Sounds like an ad but it isn’t. I guess it’s a review?
I book bind by hand, something I’ve talked about before here. It is a pain in the neck to bind printed documents and even worse when it comes to looking up how to do it because online searches assume you mean putting a book in a professional bindery or printing it for official distribution, like a regular book.
The part that makes things tricky is the collation of the pages. In a signature (a batch of folded pages), they have to line up and, well, look like a regular book. But it isn’t that straight-forward when assembling pages for signature printing. Especially since the average book needs several signatures. One sheet of plain printer paper can create four sides, front and back, of pages. With all those pages stacked on top of each other, the pages can become out of order quickly when not checked. And that gets frustrating fast. It’s wasted paper, wasted time, wasted printer ink, everything is a waste.
Sometimes signatures are called “sub-booklets”, which can make internet search difficult because the usual standard name is “signature”. That’s frustrating also.
In the past, I would accomplish this with Blue Squirrel’s program called “Clickbook”. It was good for back then in the past (2015-ish) but now, it’s just too wonky and outdated for me. It may work for others but it doesn’t work for me. I thought Affinity Serif’s Publisher would do signature printing but newp, Affinity isn’t much of a help in that department.
I wound up finally finding Booklet Creator after seeing someone online giving it a try and coming off successful.
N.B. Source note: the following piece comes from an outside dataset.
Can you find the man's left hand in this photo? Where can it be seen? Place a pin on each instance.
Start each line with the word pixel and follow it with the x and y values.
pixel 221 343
There’s a trial that limits you to printing 16 pages at a time, which is good enough for if you’re testing out the software, then it is roughly $20 for a forever license (the only good kind of license, none of that month-to-month nonsense).
Things I learned from using Booklet Creator:
Print Odd Pages first unless your printer has super fancy settings. If you are not interested in having a headache in attempt to find out, just print Odd Pages first, and then turn the stack around en masse (long side) and then print Even Pages.
You may want to select “Flip Backs Upside Down (For Duplex Printers)” unless your printer has a built in print-on-both-sides feature built in. Mine doesn’t. This is so when you put the printed pages in again to print on the other side, it comes out the correct way up.
It actually looks pretty good. It’s great for if I want to print out a book and bind it up by hand instead of regular old journals, which does not need a special program because its just lines on a page.